С этих пор Самарец подозревал, что ОГПУ использует его двусмысленное положение, – то ли он честно отошел от оппозиции, то ли спасал шкуру ложным отречением – и полученную им свободу. А его подозрения окружающие иногда воспринимали как «поведение отъявленного провокатора, лишь симулирующего манию преследования». И действительно – если рассказывать всем, что за тобой следит ОГПУ, а жена по заданию партии спровоцировала тебя на лживый отход от оппозиции, то что будет с честным партийцем, который в беседе с тобой тебе поверит? А вдруг у него тоже есть сомнения в отношении линии партии, тенденция к оппозиционности, просто ошибочные мнения – а ведь ОГПУ (и это Самарец знал точно) слушает все. Что делать, если ты в любой момент можешь выступить «провокатором», то есть «на кого-то указать, кого-то и что-то предать» помимо своей воли? Жаловаться не на кого: и ОГПУ, и партия, и даже жена имели полное право использовать на благо общего дела тебя, если ты – не раскаявшийся, а только притворяющийся раскаявшимся оппозиционер.
Все окружающая меня обстановка после освобождения из ДПЗ показывала мне, что с одной стороны меня старались поймать на разных именах, фамилиях и т. п. внушить мне мысль о предательстве, провокаторской работе с моей стороны, а с другой стороны путем косвенно переданных угроз заставить меня на кого-то указать, кого-то и что-то предать и т. д. причем иногда мое поведение объяснялось, как поведение отъявленного провокатора, симулирующего манию преследования. Конечно, в этом положении виноват отчасти я сам, так как решительно не исправил того двусмысленного положения в которое попал благодаря обману относительно подачи заявлений об отходе от оппозиции тт. Лифшиц и Салтыкова и не сообщил моих отношений к этим товарищам.

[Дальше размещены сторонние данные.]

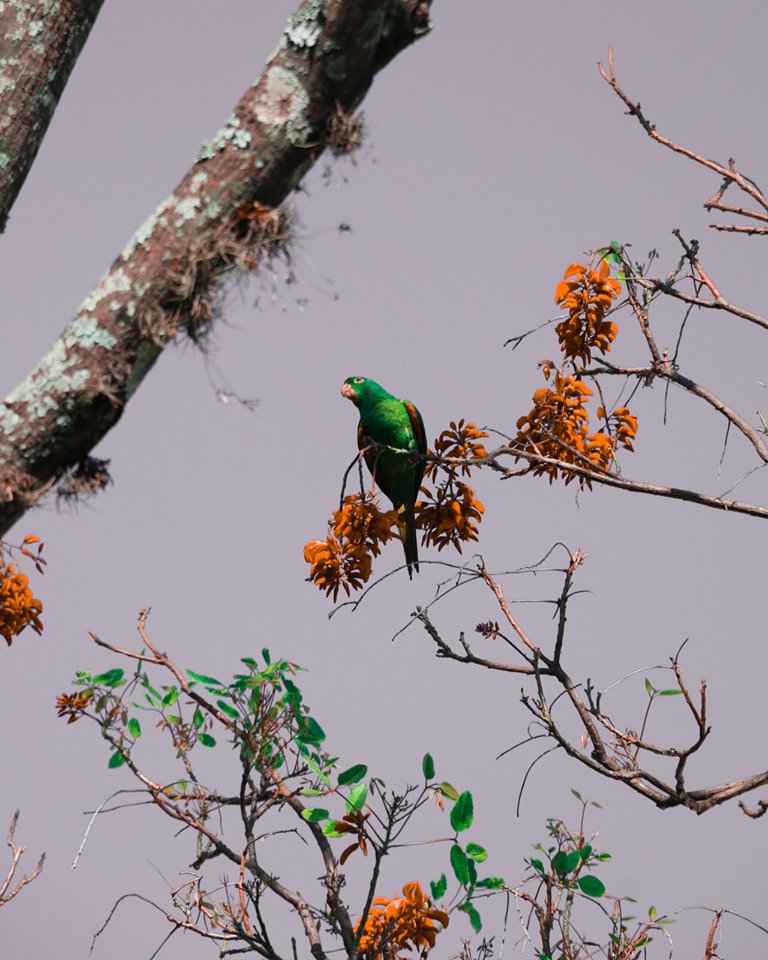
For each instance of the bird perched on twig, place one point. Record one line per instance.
(386, 421)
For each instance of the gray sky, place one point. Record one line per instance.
(496, 156)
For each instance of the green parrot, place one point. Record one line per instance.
(396, 423)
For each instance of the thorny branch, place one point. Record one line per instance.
(605, 747)
(11, 886)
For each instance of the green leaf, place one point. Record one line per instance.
(491, 883)
(352, 775)
(572, 860)
(228, 709)
(204, 679)
(111, 678)
(474, 917)
(315, 767)
(591, 886)
(438, 887)
(329, 829)
(476, 852)
(460, 865)
(462, 814)
(310, 731)
(449, 791)
(357, 797)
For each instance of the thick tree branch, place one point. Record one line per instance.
(39, 45)
(215, 221)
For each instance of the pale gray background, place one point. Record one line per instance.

Главный вопрос, который ставил себе Самарец: почему он не рассказал все, что знал про вчерашних друзей из оппозиции? Впрочем, обманщиком перед органами автор себя не чувствовал: «Этого я не сделал потому, что сам факт обмана меня в отношении этих товарищей показывал, что мне сообщить здесь нечего, да и считал и считаю, что в этих отношениях не было того, что бы заслуживало внимания ГПУ или Областной контрольной комиссии».